En capitalisant sur notre expérience, nous avons identifié 6 piliers pour réussir sa digitalisation illustrés par ce graphique :

 

1. Premier pilier : il faut d’abord être un excellent commerçant multicanal, le magasin étant l’actif différenciant face aux pure players.

 

Premier sujet : le web-to-store. Au-delà des solutions techniques, c’est la qualité d’exécution et l’implication de l’enseigne qui feront la différence : emplacement en magasin, PLV, process, motivation des équipes, communication dédiée – l’écart de performance entre enseignes d’un même secteur peut varier de 1 à 4 ! Autre lecture du rôle du web-to-store : un tiers de l’activité originée par le web se conclut en magasin.
Second sujet : le store-to-web. Moins développé, il est indispensable pour les produits complexes à stocker (ex. : jouet de plein air, aménagement / décoration). Encore sous-estimé, il peut apporter jusqu’à 5% de CA en pic de saison.

 

Un commerçant multicanal doit s’appuyer sur les solutions qui : Primo … améliorent l’expérience d’achat, de l’aide au choix jusqu’au paiement : dès 2012, aux USA, Nordstrom a équipé ses vendeurs de tablettes afin qu’ils puissent connaître la disponibilité des produits ; en Europe, Orchestra fait de même pour faciliter la constitution de listes de naissances. Et, secundo… dynamisent l’animation commerciale avec des offres personnalisées en fonction du profil client. D’où le recours croissant au beacon, potentiellement utile si l’enseigne est capable d’apporter du contenu.

 

A l’image de ces exemples récents illustrés par ce graphique :

 

 

2. Multicanalité signifie aussi complémentarité et coordination entre web et magasin.

Nous parlons de génération de trafic, d’image prix, d’animation commerciale, bref de l’essentiel ! Pourtant, beaucoup d’enseignes n’élaborent pas de plan commerce multicanal, i.e. qui permet à chaque canal d’apporter sa pierre à l’édifice commercial. Certains s’inquiètent des risques d’incohérences de prix de vente ou de dégradation de la marge ; d’autres saluent le rôle du site dans l’image prix de l’enseigne. Ces arguments contradictoires illustrent le besoin d’avoir une cellule pricing, ou, à défaut, une gouvernance appropriée sur ce sujet. Plus opérationnellement, à défaut de synergies réelles, beaucoup d’enseignes évitent la confrontation entre circuits : promotions sur le web le dimanche, orientation des ventes internet sur des produits exclusifs à Nécessaire, mais pas suffisant !

 

3. Autre bénéfice potentiel de la multicanalité : la connaissance clients.
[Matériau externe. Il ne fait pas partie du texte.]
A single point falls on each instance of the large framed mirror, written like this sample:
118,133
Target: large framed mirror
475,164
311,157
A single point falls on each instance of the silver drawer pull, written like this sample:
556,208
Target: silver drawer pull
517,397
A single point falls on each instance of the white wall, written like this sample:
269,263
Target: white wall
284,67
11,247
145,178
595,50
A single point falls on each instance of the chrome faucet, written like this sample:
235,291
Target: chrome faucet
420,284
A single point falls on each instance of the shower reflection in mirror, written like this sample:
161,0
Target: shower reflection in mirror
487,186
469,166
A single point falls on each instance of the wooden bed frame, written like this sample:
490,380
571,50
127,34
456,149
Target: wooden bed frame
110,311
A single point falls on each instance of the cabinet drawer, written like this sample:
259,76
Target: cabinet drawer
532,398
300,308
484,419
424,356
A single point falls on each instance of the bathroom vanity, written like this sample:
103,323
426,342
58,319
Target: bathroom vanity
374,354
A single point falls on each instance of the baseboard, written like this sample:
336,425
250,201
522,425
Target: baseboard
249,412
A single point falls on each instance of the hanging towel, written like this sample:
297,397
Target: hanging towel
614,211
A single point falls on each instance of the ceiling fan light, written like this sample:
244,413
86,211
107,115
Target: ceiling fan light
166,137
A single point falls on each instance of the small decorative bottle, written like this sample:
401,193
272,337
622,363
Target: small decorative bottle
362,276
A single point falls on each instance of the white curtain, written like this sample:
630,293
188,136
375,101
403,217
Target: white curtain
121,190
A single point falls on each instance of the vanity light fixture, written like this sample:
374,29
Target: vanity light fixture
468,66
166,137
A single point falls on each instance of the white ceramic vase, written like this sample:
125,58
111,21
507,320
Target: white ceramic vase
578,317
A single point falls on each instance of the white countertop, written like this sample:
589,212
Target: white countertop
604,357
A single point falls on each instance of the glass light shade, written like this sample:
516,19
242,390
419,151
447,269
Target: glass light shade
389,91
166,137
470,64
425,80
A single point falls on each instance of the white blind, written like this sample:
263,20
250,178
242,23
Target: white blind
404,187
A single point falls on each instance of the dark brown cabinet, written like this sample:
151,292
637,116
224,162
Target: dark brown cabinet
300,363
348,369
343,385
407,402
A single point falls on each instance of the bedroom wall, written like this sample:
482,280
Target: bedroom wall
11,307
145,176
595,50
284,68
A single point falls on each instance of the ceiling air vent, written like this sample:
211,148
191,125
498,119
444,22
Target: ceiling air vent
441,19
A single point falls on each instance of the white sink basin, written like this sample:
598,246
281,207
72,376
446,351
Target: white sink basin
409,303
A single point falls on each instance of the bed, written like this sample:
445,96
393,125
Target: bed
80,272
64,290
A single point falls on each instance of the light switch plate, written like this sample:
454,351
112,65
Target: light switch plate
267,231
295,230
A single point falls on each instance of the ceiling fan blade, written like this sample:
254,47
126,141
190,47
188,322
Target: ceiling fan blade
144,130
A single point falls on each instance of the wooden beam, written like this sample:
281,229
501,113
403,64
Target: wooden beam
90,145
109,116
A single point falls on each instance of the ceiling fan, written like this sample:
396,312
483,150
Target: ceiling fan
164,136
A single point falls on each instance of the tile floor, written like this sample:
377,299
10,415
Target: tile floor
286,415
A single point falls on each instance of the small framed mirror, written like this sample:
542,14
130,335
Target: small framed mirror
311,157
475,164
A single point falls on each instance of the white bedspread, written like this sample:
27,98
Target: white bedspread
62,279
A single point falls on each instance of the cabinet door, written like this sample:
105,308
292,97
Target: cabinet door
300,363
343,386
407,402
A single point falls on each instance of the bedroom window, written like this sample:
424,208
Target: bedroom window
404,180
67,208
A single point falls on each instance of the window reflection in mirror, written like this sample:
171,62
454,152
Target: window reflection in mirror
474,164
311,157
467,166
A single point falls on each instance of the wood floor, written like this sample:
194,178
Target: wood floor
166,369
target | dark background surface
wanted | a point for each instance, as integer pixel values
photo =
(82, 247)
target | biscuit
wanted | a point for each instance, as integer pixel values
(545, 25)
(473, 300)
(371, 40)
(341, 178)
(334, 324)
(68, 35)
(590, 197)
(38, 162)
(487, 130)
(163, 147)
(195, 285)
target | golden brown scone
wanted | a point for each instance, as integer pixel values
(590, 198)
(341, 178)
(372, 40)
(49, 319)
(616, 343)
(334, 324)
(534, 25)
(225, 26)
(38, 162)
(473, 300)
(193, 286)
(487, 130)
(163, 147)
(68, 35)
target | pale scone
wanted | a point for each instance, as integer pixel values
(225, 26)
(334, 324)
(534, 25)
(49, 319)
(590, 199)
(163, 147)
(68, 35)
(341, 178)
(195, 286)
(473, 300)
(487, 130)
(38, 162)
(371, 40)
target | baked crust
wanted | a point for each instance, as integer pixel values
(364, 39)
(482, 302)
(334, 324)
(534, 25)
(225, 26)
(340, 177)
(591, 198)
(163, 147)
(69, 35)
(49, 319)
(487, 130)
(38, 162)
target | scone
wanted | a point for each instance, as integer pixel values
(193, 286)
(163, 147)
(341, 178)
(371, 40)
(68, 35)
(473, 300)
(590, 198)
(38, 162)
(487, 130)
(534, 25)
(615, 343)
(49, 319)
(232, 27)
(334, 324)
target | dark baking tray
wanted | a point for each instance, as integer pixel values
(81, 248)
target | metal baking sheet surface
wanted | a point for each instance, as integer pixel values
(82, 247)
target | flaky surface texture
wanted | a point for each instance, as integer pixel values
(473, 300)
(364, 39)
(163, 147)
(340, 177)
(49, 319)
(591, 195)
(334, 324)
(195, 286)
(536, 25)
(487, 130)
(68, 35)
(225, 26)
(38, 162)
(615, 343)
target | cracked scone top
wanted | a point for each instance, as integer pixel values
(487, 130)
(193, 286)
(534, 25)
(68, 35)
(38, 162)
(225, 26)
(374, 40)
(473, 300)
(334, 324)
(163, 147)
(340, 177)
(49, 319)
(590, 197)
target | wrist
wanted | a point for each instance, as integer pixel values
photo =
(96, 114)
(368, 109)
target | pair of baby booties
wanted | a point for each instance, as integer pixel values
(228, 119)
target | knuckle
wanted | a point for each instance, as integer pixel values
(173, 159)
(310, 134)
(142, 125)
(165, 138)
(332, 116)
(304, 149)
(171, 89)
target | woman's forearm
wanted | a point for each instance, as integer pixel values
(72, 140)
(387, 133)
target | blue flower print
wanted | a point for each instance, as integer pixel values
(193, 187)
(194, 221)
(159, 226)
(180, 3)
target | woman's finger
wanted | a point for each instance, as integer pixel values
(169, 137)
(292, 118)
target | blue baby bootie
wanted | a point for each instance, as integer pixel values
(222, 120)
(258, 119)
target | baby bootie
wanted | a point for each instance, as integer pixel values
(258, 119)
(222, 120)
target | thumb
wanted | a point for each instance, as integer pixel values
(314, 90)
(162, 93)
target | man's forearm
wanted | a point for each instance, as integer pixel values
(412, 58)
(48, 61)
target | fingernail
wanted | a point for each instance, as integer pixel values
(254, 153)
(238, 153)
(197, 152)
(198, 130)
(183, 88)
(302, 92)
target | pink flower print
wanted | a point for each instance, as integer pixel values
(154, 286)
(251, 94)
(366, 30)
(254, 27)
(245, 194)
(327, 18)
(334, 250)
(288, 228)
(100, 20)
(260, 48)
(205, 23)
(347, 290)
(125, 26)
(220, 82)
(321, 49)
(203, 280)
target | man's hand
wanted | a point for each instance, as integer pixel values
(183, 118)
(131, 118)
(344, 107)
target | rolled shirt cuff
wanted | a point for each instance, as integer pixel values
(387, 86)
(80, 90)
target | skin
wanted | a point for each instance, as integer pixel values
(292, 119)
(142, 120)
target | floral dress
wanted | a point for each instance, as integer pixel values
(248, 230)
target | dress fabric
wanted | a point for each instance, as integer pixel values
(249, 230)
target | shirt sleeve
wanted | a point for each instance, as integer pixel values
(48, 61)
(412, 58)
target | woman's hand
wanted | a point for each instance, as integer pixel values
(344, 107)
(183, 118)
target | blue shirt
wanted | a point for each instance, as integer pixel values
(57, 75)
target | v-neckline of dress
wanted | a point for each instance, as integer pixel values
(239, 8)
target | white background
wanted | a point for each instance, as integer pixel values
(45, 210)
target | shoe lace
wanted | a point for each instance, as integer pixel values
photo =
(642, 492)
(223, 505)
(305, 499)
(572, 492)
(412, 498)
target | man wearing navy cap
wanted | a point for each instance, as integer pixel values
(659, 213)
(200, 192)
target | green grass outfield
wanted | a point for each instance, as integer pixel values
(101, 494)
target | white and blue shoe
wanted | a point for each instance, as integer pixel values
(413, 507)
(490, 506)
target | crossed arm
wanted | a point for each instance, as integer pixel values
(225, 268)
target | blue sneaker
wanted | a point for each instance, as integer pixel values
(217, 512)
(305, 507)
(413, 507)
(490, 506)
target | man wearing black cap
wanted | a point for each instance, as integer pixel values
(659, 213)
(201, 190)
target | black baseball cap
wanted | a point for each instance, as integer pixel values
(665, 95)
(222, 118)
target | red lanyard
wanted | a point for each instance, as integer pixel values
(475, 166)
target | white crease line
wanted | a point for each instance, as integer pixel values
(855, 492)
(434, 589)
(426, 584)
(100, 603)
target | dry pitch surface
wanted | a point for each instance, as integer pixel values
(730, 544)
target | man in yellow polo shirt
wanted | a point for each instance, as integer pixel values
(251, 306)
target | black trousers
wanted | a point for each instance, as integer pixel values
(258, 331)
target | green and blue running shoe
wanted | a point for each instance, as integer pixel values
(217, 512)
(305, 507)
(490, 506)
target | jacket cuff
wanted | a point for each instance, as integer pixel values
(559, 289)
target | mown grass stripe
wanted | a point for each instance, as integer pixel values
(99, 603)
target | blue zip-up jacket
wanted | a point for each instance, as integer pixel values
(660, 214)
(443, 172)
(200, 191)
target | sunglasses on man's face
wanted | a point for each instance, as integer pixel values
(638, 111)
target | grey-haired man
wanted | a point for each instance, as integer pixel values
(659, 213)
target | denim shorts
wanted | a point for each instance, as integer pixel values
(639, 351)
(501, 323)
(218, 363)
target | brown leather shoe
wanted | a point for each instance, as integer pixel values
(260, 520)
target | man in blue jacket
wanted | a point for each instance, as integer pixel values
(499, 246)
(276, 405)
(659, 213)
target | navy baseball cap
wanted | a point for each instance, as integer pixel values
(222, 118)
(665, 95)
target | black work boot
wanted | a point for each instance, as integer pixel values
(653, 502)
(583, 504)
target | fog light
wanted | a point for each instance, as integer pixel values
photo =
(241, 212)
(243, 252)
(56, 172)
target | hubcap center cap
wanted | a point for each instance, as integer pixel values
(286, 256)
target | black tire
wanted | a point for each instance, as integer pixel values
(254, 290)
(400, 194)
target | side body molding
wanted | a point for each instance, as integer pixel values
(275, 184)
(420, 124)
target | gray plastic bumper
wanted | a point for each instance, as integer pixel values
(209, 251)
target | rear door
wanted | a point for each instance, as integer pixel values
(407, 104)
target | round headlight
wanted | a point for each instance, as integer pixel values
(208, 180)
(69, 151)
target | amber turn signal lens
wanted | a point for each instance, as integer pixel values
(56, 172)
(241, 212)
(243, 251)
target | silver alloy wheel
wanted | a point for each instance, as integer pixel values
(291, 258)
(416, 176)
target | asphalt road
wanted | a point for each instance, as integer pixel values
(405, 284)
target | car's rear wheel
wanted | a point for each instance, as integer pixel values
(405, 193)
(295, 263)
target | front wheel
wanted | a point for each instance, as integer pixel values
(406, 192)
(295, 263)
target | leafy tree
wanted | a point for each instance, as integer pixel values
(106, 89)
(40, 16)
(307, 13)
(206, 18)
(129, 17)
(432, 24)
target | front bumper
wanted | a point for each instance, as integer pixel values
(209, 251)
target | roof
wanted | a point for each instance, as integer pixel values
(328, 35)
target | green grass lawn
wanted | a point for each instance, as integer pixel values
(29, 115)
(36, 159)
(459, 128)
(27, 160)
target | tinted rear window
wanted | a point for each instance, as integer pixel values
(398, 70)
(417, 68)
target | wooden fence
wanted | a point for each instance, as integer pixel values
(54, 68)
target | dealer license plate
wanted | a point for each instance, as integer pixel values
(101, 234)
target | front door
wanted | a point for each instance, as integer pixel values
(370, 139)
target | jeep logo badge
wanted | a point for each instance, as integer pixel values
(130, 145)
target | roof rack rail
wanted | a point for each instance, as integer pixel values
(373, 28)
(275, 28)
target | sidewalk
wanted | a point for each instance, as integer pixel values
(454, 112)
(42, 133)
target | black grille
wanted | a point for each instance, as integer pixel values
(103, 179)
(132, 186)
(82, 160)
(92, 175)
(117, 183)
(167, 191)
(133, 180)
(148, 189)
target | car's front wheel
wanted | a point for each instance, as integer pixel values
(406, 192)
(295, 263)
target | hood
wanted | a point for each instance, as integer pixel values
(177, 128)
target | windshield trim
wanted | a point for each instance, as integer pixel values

Ceci suppose d’avoir les outils appropriés (systèmes, applications, référentiel client), et le savoir-faire pour : 1) avoir accès aux informations pertinentes, 2) les analyser et 3) en tirer des actions concrètes. Par exemple, une analyse des achats des nouveaux clients permet d’identifier les produits recrutants (segments, thèmes, tranches de prix, etc.), et ainsi de mieux choisir ceux qu’il faut mettre en vitrines, et dans les campagnes d’acquisition.

 

4. Tout cela nécessite un dispositif informatique performant, adapté à l’enseigne

(i.e. à son métier, à sa taille, à son rapport à la technologie) et évolutif. Le coût de l’Investissement Technologique est souvent sous-estimé. Le ratio d’environ 1,4% du CA consacré à l’IT (Capex + Opex) doit être revu. Ainsi, l’américain Nordstrom, référence la matière, consacre près du tiers de ses Capex à l’IT ! Le dispositif informatique doit être pensé avec une vision moyen terme, et pas seulement au regard des besoins immédiats : il faut donc anticiper l’augmentation de la volumétrie ainsi que l’évolution des usages. Enfin, pour éviter la dispersion, il faut travailler par vague (18-24 mois) et en priorité, orienter les efforts sur les fondamentaux : maîtrise des appros et pilotage des stocks – c’est le point de départ !-, constitution du catalogue produits, intégrité du référentiel client, gestion dynamique du pricing, déclinaison en mobile des applications internet. Les autres sujets seront traités plus tard. Le paiement mobile fera partie des prochains sujets clefs (regarder ce que l’opérateur DoCoMo fait au Japon).

 

5. Par ailleurs, l’entreprise digitalisée a des marqueurs culturels forts.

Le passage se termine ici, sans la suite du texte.